Delayed antibiotic prescribing for URTIs increases hospital admission risk, study shows

Delaying the prescription of antibiotics in patients with upper respiratory tract infections (URTIs) is associated with an increased risk of infection-related hospital admissions and repeat antibiotic prescribing, according to the authors of a recent study.

There is a need to better target delayed antibiotic prescribing to URTI patients with lower risks of complications, say researchers. | Peter Zownir/GETTY IMAGES
There is a need to better target delayed antibiotic prescribing to URTI patients with lower risks of complications, say researchers. | Peter Zownir/GETTY IMAGES

The objective of the large population-based study was to examine the safety of a no antibiotic or delayed antibiotic prescribing strategy in patients with URTIs. Such a strategy is currently recommended by NICE except in more severe cases. 

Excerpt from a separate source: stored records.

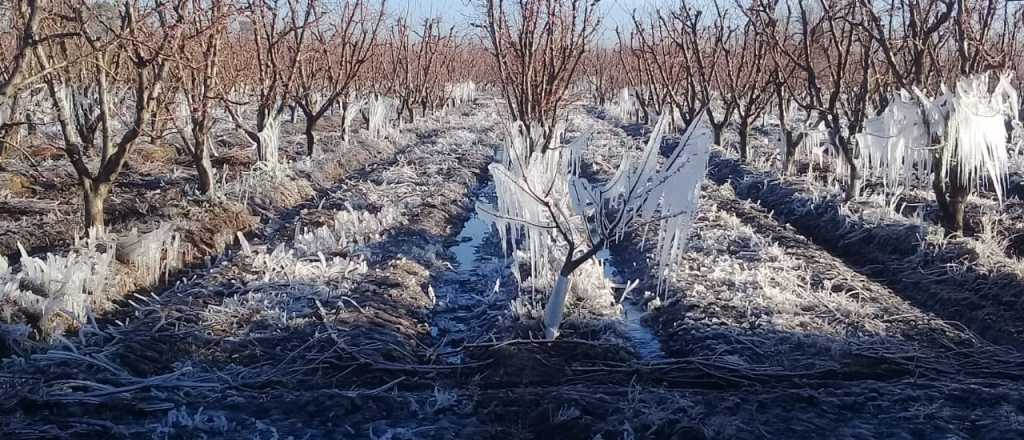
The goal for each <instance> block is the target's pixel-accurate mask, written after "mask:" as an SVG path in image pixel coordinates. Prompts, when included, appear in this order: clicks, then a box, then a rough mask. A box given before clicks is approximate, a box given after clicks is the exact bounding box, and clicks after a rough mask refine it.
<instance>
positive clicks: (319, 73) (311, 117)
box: [293, 0, 386, 156]
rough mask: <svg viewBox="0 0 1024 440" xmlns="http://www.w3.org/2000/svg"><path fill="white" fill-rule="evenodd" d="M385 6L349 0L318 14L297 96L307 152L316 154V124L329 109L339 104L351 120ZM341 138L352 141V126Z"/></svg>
mask: <svg viewBox="0 0 1024 440" xmlns="http://www.w3.org/2000/svg"><path fill="white" fill-rule="evenodd" d="M317 6H318V7H325V6H324V5H317ZM385 6H386V1H382V2H381V4H380V5H379V7H378V8H377V9H374V8H373V7H372V6H371V4H370V1H369V0H349V1H344V2H342V3H341V5H340V6H338V7H337V8H336V9H328V10H318V11H317V12H316V13H317V16H316V17H315V18H314V19H313V20H312V21H313V24H312V25H311V26H310V29H309V31H308V32H309V37H308V38H307V39H306V41H305V47H303V48H302V50H303V52H304V55H303V60H302V62H300V63H299V65H298V75H297V78H296V87H295V96H294V98H293V99H294V101H295V103H296V104H297V105H298V107H299V109H301V111H302V116H303V117H304V119H305V130H304V133H305V136H306V155H308V156H313V151H314V149H315V143H316V138H315V129H316V124H317V123H318V122H319V121H321V120H322V119H323V118H324V116H326V115H327V114H328V112H330V111H331V109H332V108H334V107H335V106H336V105H338V104H339V103H340V104H341V107H342V120H343V121H346V120H348V118H349V115H348V112H349V111H350V107H351V104H352V102H351V94H352V92H353V88H352V86H353V84H354V83H355V80H356V78H357V77H358V76H359V73H360V72H361V70H362V69H364V67H365V65H366V64H367V62H368V60H369V59H370V56H371V53H372V49H373V48H374V46H375V45H376V44H377V38H378V34H379V32H380V29H381V24H382V23H383V21H384V10H385V9H384V8H385ZM342 136H343V140H346V141H347V140H348V130H347V126H346V127H345V130H344V131H343V132H342Z"/></svg>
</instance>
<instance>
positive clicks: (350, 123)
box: [341, 96, 367, 141]
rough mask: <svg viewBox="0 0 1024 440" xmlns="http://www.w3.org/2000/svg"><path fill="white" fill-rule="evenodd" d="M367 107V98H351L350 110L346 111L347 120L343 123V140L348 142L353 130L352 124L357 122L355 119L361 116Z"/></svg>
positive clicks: (342, 127)
mask: <svg viewBox="0 0 1024 440" xmlns="http://www.w3.org/2000/svg"><path fill="white" fill-rule="evenodd" d="M365 106H367V99H366V98H356V97H355V96H351V97H349V101H348V108H346V111H345V119H344V120H343V121H342V122H341V124H342V125H341V130H342V139H345V140H346V141H347V140H348V133H349V132H350V130H351V128H352V122H354V121H355V117H356V116H358V115H359V112H361V111H362V107H365Z"/></svg>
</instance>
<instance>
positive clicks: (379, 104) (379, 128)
mask: <svg viewBox="0 0 1024 440" xmlns="http://www.w3.org/2000/svg"><path fill="white" fill-rule="evenodd" d="M394 107H395V104H394V102H393V100H392V99H390V98H388V97H386V96H380V95H377V96H374V97H371V98H370V101H369V104H368V105H367V114H368V117H369V119H370V123H369V126H368V131H369V132H370V137H371V138H373V139H376V140H384V139H387V138H391V137H394V135H396V134H397V129H396V128H395V127H394V124H393V123H392V121H391V118H392V116H393V115H394V114H395V109H394Z"/></svg>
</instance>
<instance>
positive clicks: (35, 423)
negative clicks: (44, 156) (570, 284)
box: [0, 97, 1024, 439]
mask: <svg viewBox="0 0 1024 440" xmlns="http://www.w3.org/2000/svg"><path fill="white" fill-rule="evenodd" d="M498 104H499V102H497V101H495V100H494V99H493V98H490V97H481V98H480V99H478V100H477V102H476V103H474V104H472V105H470V106H468V107H466V108H461V109H457V111H451V112H450V114H449V115H447V116H446V117H445V118H438V119H437V120H435V122H434V123H433V124H434V125H432V126H431V125H430V124H424V125H420V126H418V127H416V128H411V129H410V131H411V135H412V136H414V137H415V139H416V141H415V142H412V143H411V144H409V145H408V146H407V147H404V148H395V152H393V153H391V155H389V156H388V157H386V158H382V159H381V161H380V162H378V163H374V164H369V165H365V166H361V167H359V168H357V169H354V170H351V171H349V172H347V173H346V174H345V176H346V177H345V178H344V179H338V180H337V181H336V182H335V183H333V184H332V185H329V186H324V187H322V188H318V189H317V192H316V195H315V196H314V197H312V199H310V200H308V201H305V202H303V203H300V204H298V205H296V206H295V207H294V208H292V209H289V210H286V211H284V212H282V213H280V214H276V217H274V218H276V221H267V222H266V224H265V225H264V226H263V227H261V228H260V231H259V233H256V234H253V235H250V239H249V240H247V241H246V243H245V244H242V245H240V246H239V248H238V251H231V252H228V253H227V254H226V255H225V256H223V257H222V258H219V259H218V260H217V261H216V262H215V263H214V264H211V266H210V267H195V268H193V269H189V271H187V272H186V273H185V274H184V275H183V276H182V278H181V280H180V281H178V282H177V283H175V284H174V285H171V287H168V288H166V289H162V290H157V291H155V292H151V293H145V294H142V295H139V296H137V297H135V298H133V299H132V301H131V304H130V305H127V306H125V307H124V308H122V309H121V310H119V311H118V312H116V313H114V314H112V315H110V316H105V317H102V318H101V319H99V320H98V321H97V322H96V323H95V324H93V325H89V326H86V327H85V328H83V329H82V331H81V332H79V333H78V334H75V335H69V336H68V337H67V339H66V340H65V341H62V342H59V343H56V344H53V345H52V346H49V347H47V348H46V349H45V350H40V351H38V352H36V353H35V354H33V355H31V356H25V357H9V358H7V359H6V360H4V362H3V367H2V369H0V432H2V433H4V436H3V438H4V439H7V438H13V439H23V438H26V439H28V438H104V439H108V438H132V439H134V438H239V439H242V438H246V439H248V438H353V439H355V438H372V439H449V438H474V439H476V438H494V439H552V438H558V439H596V438H601V439H636V438H657V439H700V438H712V439H737V438H738V439H763V438H841V439H874V438H887V439H889V438H892V439H933V438H956V439H961V438H963V439H968V438H986V439H987V438H1007V439H1012V438H1024V375H1022V373H1021V371H1022V366H1024V359H1022V358H1021V357H1020V355H1019V352H1018V348H1019V347H1018V346H1016V345H1015V344H1008V343H1007V341H1004V340H997V339H995V338H992V335H994V334H989V333H986V332H985V328H984V327H983V326H981V325H980V322H981V321H982V319H980V318H974V319H972V316H973V315H971V314H970V313H966V314H965V313H961V312H957V311H955V310H954V311H953V312H946V313H956V314H955V315H953V316H950V315H948V314H944V312H943V310H945V309H943V308H942V307H938V306H935V305H931V306H929V305H927V304H924V303H922V301H921V298H922V297H923V296H924V294H921V293H915V292H916V291H915V290H914V289H916V288H915V285H916V287H920V285H921V284H905V283H901V282H899V279H896V278H898V276H897V275H890V276H886V275H885V272H879V271H877V270H881V269H874V268H873V267H871V266H866V265H865V264H864V262H863V261H860V260H855V259H853V257H851V256H850V255H848V254H847V253H843V252H840V250H841V249H842V248H841V247H836V246H833V245H829V243H828V240H827V239H823V238H822V237H821V236H819V235H820V234H822V232H820V231H818V232H816V231H817V230H818V229H808V228H805V227H801V225H800V221H799V219H800V217H793V216H790V215H788V214H787V213H790V212H804V211H802V210H807V209H809V208H808V205H807V204H808V203H807V202H806V200H804V199H801V197H798V196H788V197H774V199H771V200H770V202H769V200H768V197H763V196H762V197H759V196H755V195H752V194H754V193H755V192H753V190H752V189H750V188H754V187H763V186H758V183H759V182H758V181H753V180H751V178H750V177H749V173H748V172H746V171H744V170H743V169H741V168H738V167H727V166H726V165H727V164H728V162H723V161H727V160H728V159H727V158H719V159H716V160H715V162H714V164H713V171H712V173H711V178H709V179H708V181H707V182H706V184H705V191H703V196H702V210H701V212H700V215H699V216H698V218H697V220H696V224H695V226H694V229H693V233H692V237H691V240H690V244H689V251H690V252H689V254H687V256H686V257H685V262H684V266H683V269H681V270H680V271H679V272H678V273H673V274H671V276H669V277H667V278H666V279H664V280H663V282H662V284H660V285H662V288H660V289H659V288H658V282H657V280H656V279H654V278H652V277H651V276H650V271H651V269H650V268H649V267H648V265H647V262H648V261H649V256H648V255H647V254H648V252H649V250H648V249H644V248H643V247H642V246H641V245H640V244H641V243H643V239H642V238H643V236H642V234H643V231H638V232H637V233H636V234H635V235H634V236H631V237H628V239H626V240H624V241H623V243H620V244H618V245H616V247H614V248H613V249H612V250H611V252H610V253H609V255H607V256H606V259H605V260H606V264H607V265H608V268H609V269H614V270H607V271H606V273H608V275H607V276H608V277H609V278H612V277H613V278H616V279H614V280H613V281H614V282H611V281H609V282H610V284H615V283H617V282H618V281H622V280H628V279H634V278H636V279H640V280H641V285H640V288H638V289H636V290H634V291H632V292H631V294H630V295H629V296H628V298H623V299H622V300H623V304H622V305H618V304H617V300H618V298H617V296H621V295H622V294H623V291H622V290H620V289H615V288H611V289H609V290H608V291H607V292H600V293H594V294H593V295H589V296H587V298H584V299H577V300H575V301H574V302H572V304H571V305H570V311H569V314H568V316H567V319H566V323H565V328H564V333H563V335H562V337H561V338H560V339H559V340H558V341H555V342H550V343H549V342H539V341H536V340H531V338H534V337H536V336H537V334H538V331H539V328H538V327H537V324H536V322H535V321H534V320H532V317H531V316H524V315H522V314H521V313H520V312H521V310H524V309H522V308H520V307H518V306H516V304H519V305H521V304H528V303H536V302H537V301H539V300H543V298H544V295H545V293H543V292H540V293H537V292H529V291H528V290H524V289H519V287H518V285H517V282H518V280H517V278H516V277H514V276H512V275H511V271H510V268H509V260H507V259H506V258H505V257H504V256H503V255H502V252H501V246H500V243H499V241H498V239H497V237H496V233H495V231H494V230H493V229H490V228H489V227H487V226H486V225H485V224H484V225H483V226H481V225H480V223H479V222H478V220H479V219H478V216H477V215H476V214H475V211H474V205H475V204H487V203H489V202H492V201H493V197H494V194H493V191H494V189H493V187H490V186H488V184H487V182H488V181H489V177H488V176H487V173H486V165H487V164H488V163H489V162H490V160H492V157H493V156H492V155H493V152H494V151H495V149H496V147H498V145H500V143H501V141H502V138H503V130H504V129H503V127H504V126H503V123H502V122H501V119H500V118H499V117H498V116H497V113H498V112H497V111H496V108H498V107H499V105H498ZM572 112H573V113H574V115H573V116H572V118H571V119H570V127H569V133H568V136H567V137H568V138H572V137H574V136H577V135H581V134H582V133H594V139H595V140H594V144H595V147H596V148H605V149H606V150H605V151H598V152H597V153H595V155H593V156H591V157H589V159H588V160H589V161H591V163H590V164H588V167H590V168H591V170H592V171H591V172H592V173H593V175H594V176H595V177H596V178H599V177H600V176H601V175H602V173H606V172H607V168H606V167H604V165H606V164H604V163H603V162H602V161H604V160H605V159H607V158H613V156H614V146H615V145H617V144H621V143H627V144H628V143H629V142H632V140H633V139H632V137H631V135H630V134H628V133H627V132H626V131H623V130H622V129H621V127H618V126H617V125H616V124H614V123H612V122H609V121H606V120H603V119H601V118H600V117H598V116H595V115H594V114H593V113H592V112H590V111H588V109H586V108H583V107H574V108H573V111H572ZM604 152H608V153H607V155H605V153H604ZM761 183H763V182H761ZM769 186H770V185H769ZM815 206H816V205H814V206H811V207H812V208H810V211H807V212H808V213H816V212H817V211H814V209H816V208H813V207H815ZM811 215H819V216H820V213H818V214H806V216H811ZM836 215H847V214H844V213H843V212H837V214H836ZM787 222H790V223H794V224H795V226H796V227H794V226H791V225H788V224H787ZM353 224H355V225H357V226H358V227H352V225H353ZM465 225H469V226H468V227H466V228H465V230H464V226H465ZM819 229H820V228H819ZM843 230H844V231H847V232H844V233H851V234H856V233H867V232H858V230H857V229H850V228H847V229H843ZM342 235H344V236H342ZM890 241H892V243H889V241H886V240H881V239H880V240H879V243H880V244H885V245H887V246H888V247H887V248H878V247H876V248H874V250H876V252H872V253H871V255H874V254H878V255H883V256H891V257H889V258H897V257H898V258H902V259H903V260H901V261H903V264H904V265H908V264H909V263H908V261H912V262H914V263H915V264H918V263H920V264H933V263H929V262H930V261H931V260H928V261H925V260H921V259H915V260H907V257H906V256H905V255H904V254H903V253H909V252H911V251H913V252H914V254H913V255H918V254H916V252H915V251H914V249H916V248H920V247H919V246H916V245H913V246H908V245H898V244H897V243H895V240H890ZM465 244H468V245H465ZM463 245H465V246H463ZM915 247H916V248H915ZM871 258H873V257H871ZM915 258H916V257H915ZM901 267H902V266H901ZM906 267H909V266H906ZM916 267H918V269H920V268H921V267H925V266H916ZM887 270H889V269H887ZM906 270H907V271H908V273H909V269H906ZM880 273H881V275H880ZM941 278H942V277H932V278H929V281H928V282H932V284H935V285H939V283H941V282H946V281H945V280H943V279H941ZM908 282H909V281H908ZM922 282H923V281H922ZM948 282H950V283H951V284H950V285H957V287H959V288H957V289H964V290H977V289H979V284H977V283H968V284H958V283H957V282H962V281H958V280H956V279H951V278H950V279H949V280H948ZM972 282H974V281H972ZM610 284H609V285H610ZM932 284H928V285H932ZM602 285H603V284H602ZM961 285H962V287H961ZM950 289H952V288H950ZM524 291H525V292H524ZM965 292H970V291H965ZM979 292H980V294H979V296H978V299H977V301H980V302H984V301H988V299H989V298H990V297H986V296H984V294H983V292H982V291H979ZM948 308H949V307H946V309H948ZM527 309H528V308H527ZM1000 310H1002V311H1001V312H1000V313H1001V314H999V315H996V316H998V319H991V320H992V324H991V325H992V326H996V327H999V328H1000V332H1005V333H1006V334H1007V335H1010V336H1014V335H1015V333H1014V332H1013V328H1014V325H1013V322H1015V321H1014V320H1013V319H1015V318H1019V316H1020V314H1019V313H1016V311H1015V310H1013V309H1010V308H1006V309H1000ZM956 318H963V320H958V319H956Z"/></svg>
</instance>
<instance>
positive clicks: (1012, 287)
mask: <svg viewBox="0 0 1024 440" xmlns="http://www.w3.org/2000/svg"><path fill="white" fill-rule="evenodd" d="M710 176H711V177H712V179H714V180H715V181H717V182H720V183H724V182H726V181H729V182H732V183H733V184H734V185H735V187H736V192H737V195H738V196H739V197H741V199H746V200H751V201H754V202H757V203H758V204H760V205H761V206H763V207H765V208H766V209H768V210H771V211H772V215H773V217H775V218H776V219H777V220H778V221H780V222H783V223H788V224H792V225H794V227H796V229H797V230H799V231H800V232H801V233H802V234H804V235H806V236H809V237H811V238H812V239H813V240H814V241H815V243H817V244H818V245H820V246H821V247H823V248H825V249H827V250H828V251H829V252H830V253H833V254H835V255H837V256H839V257H840V258H842V259H843V260H844V261H846V262H847V263H848V264H851V265H853V266H854V267H856V268H857V269H858V270H859V271H861V272H862V273H864V274H866V275H868V276H871V277H872V278H876V279H880V280H882V281H884V282H885V283H886V284H887V285H888V287H890V288H891V289H892V290H893V291H894V292H896V293H897V294H898V295H900V296H901V297H903V298H905V299H906V300H907V301H909V302H911V303H913V304H914V305H915V306H916V307H919V308H920V309H922V310H925V311H927V312H930V313H934V314H935V315H937V316H939V317H942V318H944V319H947V320H950V321H957V322H962V323H963V324H964V325H966V326H967V327H968V328H970V329H971V331H972V332H973V333H975V334H977V335H978V336H980V337H981V338H984V339H985V340H987V341H989V342H991V343H994V344H999V345H1008V346H1011V347H1014V348H1016V349H1020V348H1022V347H1024V307H1022V304H1021V301H1020V298H1021V296H1022V295H1024V280H1022V279H1021V277H1020V274H1019V273H1017V272H1016V271H1015V270H1014V269H1012V268H1008V269H1005V270H999V269H998V268H993V267H989V266H987V265H983V264H978V262H979V258H983V256H980V255H979V254H978V252H977V251H975V250H973V249H972V248H971V247H970V243H969V241H967V240H948V241H945V243H941V240H940V241H939V243H938V244H936V243H935V241H934V240H931V239H929V240H924V239H923V237H924V236H925V235H926V234H927V233H928V231H927V230H926V229H925V228H924V226H922V225H920V224H900V223H896V224H871V223H868V222H865V221H863V220H861V219H857V218H853V217H851V216H849V215H847V214H846V213H844V211H843V209H842V206H841V205H840V204H839V203H838V202H836V201H831V200H825V201H818V200H815V199H814V197H811V196H808V195H807V194H806V193H804V192H802V191H801V190H799V189H798V188H797V187H794V186H792V185H790V184H787V183H786V182H784V181H779V180H777V179H773V178H772V177H771V176H770V175H766V174H763V173H755V172H752V171H749V170H746V169H745V168H743V167H741V166H740V165H739V164H738V163H736V162H735V161H734V160H731V159H725V158H718V159H716V160H715V161H714V162H713V166H712V170H711V172H710Z"/></svg>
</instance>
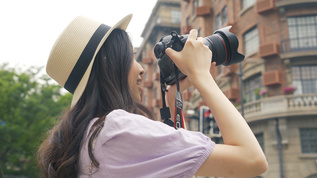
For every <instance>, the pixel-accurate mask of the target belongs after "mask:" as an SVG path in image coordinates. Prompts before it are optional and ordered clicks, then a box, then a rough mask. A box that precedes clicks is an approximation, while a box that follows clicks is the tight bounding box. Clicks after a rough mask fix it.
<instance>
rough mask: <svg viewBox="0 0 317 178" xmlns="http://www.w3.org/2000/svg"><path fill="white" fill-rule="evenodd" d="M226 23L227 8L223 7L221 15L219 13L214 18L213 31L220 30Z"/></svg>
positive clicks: (225, 6) (226, 22)
mask: <svg viewBox="0 0 317 178" xmlns="http://www.w3.org/2000/svg"><path fill="white" fill-rule="evenodd" d="M227 23H228V19H227V6H225V7H224V8H223V9H222V11H221V13H219V14H218V15H217V16H216V22H215V30H218V29H220V28H222V26H224V25H225V24H227Z"/></svg>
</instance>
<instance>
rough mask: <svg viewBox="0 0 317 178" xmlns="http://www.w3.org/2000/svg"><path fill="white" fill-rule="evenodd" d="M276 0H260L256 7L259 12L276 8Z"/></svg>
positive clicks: (266, 11)
mask: <svg viewBox="0 0 317 178" xmlns="http://www.w3.org/2000/svg"><path fill="white" fill-rule="evenodd" d="M274 2H275V0H258V1H257V2H256V4H255V9H256V11H257V12H258V13H264V12H267V11H269V10H271V9H273V8H274Z"/></svg>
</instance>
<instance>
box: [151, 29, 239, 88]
mask: <svg viewBox="0 0 317 178" xmlns="http://www.w3.org/2000/svg"><path fill="white" fill-rule="evenodd" d="M230 28H231V26H228V27H225V28H222V29H219V30H217V31H215V32H214V34H213V35H211V36H208V37H205V38H204V40H203V43H204V44H205V45H206V46H208V47H209V49H210V50H211V51H212V62H216V65H221V64H222V65H225V66H227V65H231V64H235V63H238V62H241V61H243V59H244V55H242V54H240V53H238V52H237V49H238V46H239V42H238V38H237V37H236V36H235V35H234V34H233V33H231V32H230V31H229V30H230ZM187 38H188V34H187V35H178V34H177V33H176V32H171V35H168V36H165V37H162V38H161V40H160V41H159V42H158V43H156V45H155V46H154V54H155V56H156V58H157V60H158V61H157V62H158V65H159V67H160V71H161V76H163V78H164V81H165V83H166V84H168V85H172V84H174V83H175V82H176V76H175V71H174V62H173V61H172V60H171V59H170V58H169V56H168V55H167V54H165V50H166V49H167V48H172V49H174V50H175V51H181V50H182V49H183V47H184V45H185V42H186V40H187ZM176 70H178V72H176V73H178V76H177V77H178V79H179V80H182V79H184V78H185V77H186V75H185V74H183V73H182V72H181V71H179V69H176Z"/></svg>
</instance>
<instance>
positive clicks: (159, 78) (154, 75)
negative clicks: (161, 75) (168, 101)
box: [152, 72, 160, 81]
mask: <svg viewBox="0 0 317 178" xmlns="http://www.w3.org/2000/svg"><path fill="white" fill-rule="evenodd" d="M152 80H153V81H155V80H156V81H160V72H154V73H153V76H152Z"/></svg>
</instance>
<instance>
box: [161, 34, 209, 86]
mask: <svg viewBox="0 0 317 178" xmlns="http://www.w3.org/2000/svg"><path fill="white" fill-rule="evenodd" d="M197 34H198V32H197V30H195V29H193V30H191V31H190V33H189V36H188V39H187V41H186V43H185V45H184V48H183V50H182V51H180V52H177V51H175V50H173V49H171V48H167V49H166V51H165V52H166V54H167V55H168V56H169V57H170V58H171V59H172V60H173V62H174V63H175V64H176V66H177V67H178V68H179V69H180V70H181V72H182V73H184V74H185V75H187V76H188V77H189V80H190V81H191V82H193V80H194V79H195V78H196V77H199V76H200V75H202V74H209V70H210V66H211V57H212V53H211V51H210V49H209V48H208V47H207V46H205V45H204V43H203V38H201V37H199V38H198V39H197Z"/></svg>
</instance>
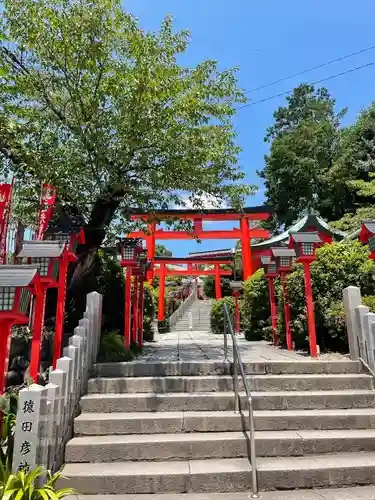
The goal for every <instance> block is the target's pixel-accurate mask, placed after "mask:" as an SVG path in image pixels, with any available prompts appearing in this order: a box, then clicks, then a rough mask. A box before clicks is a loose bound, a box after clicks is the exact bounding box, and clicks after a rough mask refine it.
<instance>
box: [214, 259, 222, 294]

The researchers used the English Clinical Practice Research Databank (CPRD) and Welsh Secure Anonymised Information Linkage (SAIL) to identify 1.82 million patients with URTIs and prescriptions of amoxicillin, clarithromycin, doxycycline, erythromycin or phenoxymethylpenicillin on or within 30 days after diagnosis. 

The primary outcome of interest was hospital admission for infection-related complications occurring in the 30 days after the antibiotic prescription.

Study findings

Delayed antibiotic prescribing (identified in 8.3% of the study population) was associated with a 52% increase in the risk of infection-related hospital admission (adjusted hazard ratio [HR] 1.52 [95% CI 1.43-1.62]), with the effects lowest in children (adjusted HR 1.36 [95% CI 1.25-1.47]) and highest in adults aged 18 to 59 years (adjusted HR 1.61 [95% CI 1.42-1.84]).

The study findings showed that delayed prescribing was not targeted to patients with lower risks of complications. They also showed that the probability of delayed antibiotic prescribing was not related to predicted risks of hospital admission.

Further research needed

The researchers state that further research is needed to optimise the targeting of delayed antibiotic prescribing in order to provide more specific guidance on when and when not to use this strategy.